Finicky deer? All across the USA, suburbanites and townspeople who have never before given deer a moment's thought are being confronted with hungry cervids.

"These feral deer are everywhere you look," remarked Doug "Jinxy" Mulroon, a homeowner in the township of Two Trees, Michigan. "Literally herds of them. I'm not exaggerating."

Ida Manugian, of Schuylerkill (pronounced "Shoolerkeel"), New York, agrees. "What bothers me," she said, "is that so many of these deer appear to be homeless."

"Yes. Where do they sleep at night?" interjected her neighbor, Beatrix "Trixie" Delmonico. "Sometimes I just lie awake and wonder. My husband tells me I'm nuts, but I worry they're not getting enough to eat."

If you, too, are noticing more deer in your area, it's not your imagination. Deer numbers are on the upswing.

Unrestricted hunting, as well as rampant deforestation by lumber companies who clear cut vast forest reserves, eliminated 95 percent of the deer in the United States in the 1800s. Hard to believe, but deer were wiped out in Vermont during that time.

Gentlemen hunters visiting the Adirondack Mountain Reserve in the 19th Century used hounds to run deer down to the river, where they might easily slaughter a dozen or more at a time for sport. The Keene Valley Library Archive has some excellent photographs from this period showing the hunters and their dogs with local guides, trophies proudly displayed.

New York State wildlife management did away with such practices, and introduced legislation in the first half of the 20th century aimed at increasing the deer population. Needless to say, the program has been successful.Some hardliners, like Jinxy Mulroon, say "Send the deer back!" But where? And how? Like flood water, they just keep coming.

Others, like Trixie and Ida, want to provide for the deer, but worry that their available natural fodder won't be enough. Then what will they eat?

According to "Deer Overabundance," a document recently released by the New York State Department of Environmental Conservation, "Open areas such as residential developments and agricultural fields are interspersed with forested areas, providing plentiful edge habitat as well as a variety of nutritious crops and ornamental plantings. This supplements the natural food available to deer."

Yes, deer can be finicky! Most, however, will start out happily on tulips and hosta in the spring, and over time can be encouraged to try new foods.

If you have cedar trees that have somehow survived the ubiquitous North Country road salt, those will do fine for browse. Fruit and nut trees also make good fodder.

You will not have to trick the deer into trying pansies, violas, hydrangeas or any kind of lily, including day lilies. And don't worry about the thorns on your roses. Deer are apparently willing to overlook them as they devour both leaves and flowers.
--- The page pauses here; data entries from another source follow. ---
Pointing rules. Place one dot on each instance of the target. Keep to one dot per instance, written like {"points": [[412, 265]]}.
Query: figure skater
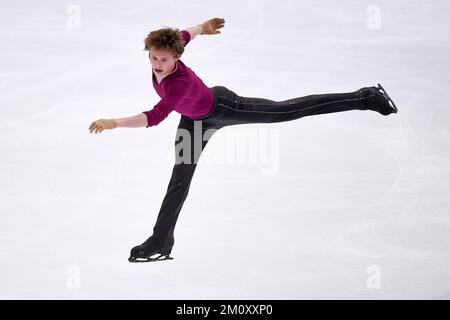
{"points": [[205, 110]]}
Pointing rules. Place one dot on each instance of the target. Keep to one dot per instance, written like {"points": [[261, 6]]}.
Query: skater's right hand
{"points": [[212, 25], [102, 124]]}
Feeding deer these simple, basic foods is just like feeding your children macaroni and cheese, peanut butter and jelly and McDonald's Chicken McNuggets. You can rest easy, knowing that their tummies will be full. Later on, they will develop their palate, acquiring a taste for more exotic fare. Over time, deer will learn to eat almost anything in the garden, including tomatoes. So far I haven't heard of any that eat daffodils.
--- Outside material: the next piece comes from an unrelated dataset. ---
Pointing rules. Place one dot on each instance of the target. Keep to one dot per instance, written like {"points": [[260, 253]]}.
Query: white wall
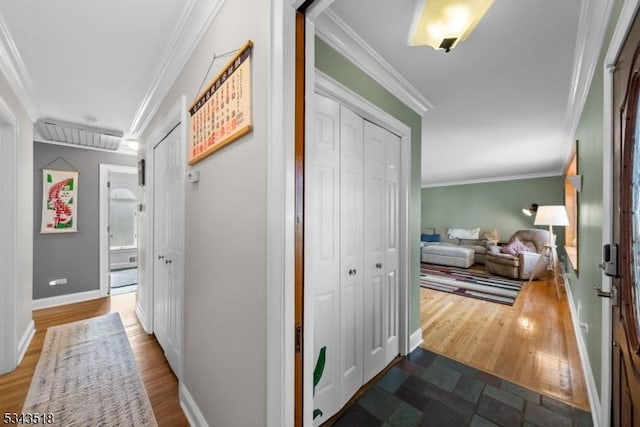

But no, seriously. Is there a way to discourage deer from decimating your garden? According to the aforementioned NYSDEC report, "Deer normally find the most to eat in edges, or transition zones between forest and more open habitat types." This could be your garden, or else, if you have enough land, you could allow part of it to return to nature and become deer browse.

Oddly enough, whitetailed deer, as well as bear, raccoons, rabbits and goats, love to eat poison ivy, which does not hurt them. Deer also love blackberries, sumac-not the poison kind-and many other kinds of wild trees, shrubs and plants. Tall grass and woody, shrubby vegetation provide cover for fawns. I know a family that feeds deer corn and apples. This may be illegal, but it seems to keep the critters out of their flower and vegetable gardens.

In urban and suburban areas, most deer deaths are caused, not by predators, whether human or otherwise, but by run-ins with vehicles. I don't have any solution for this problem; my Honda will bear witness.

Have a good week.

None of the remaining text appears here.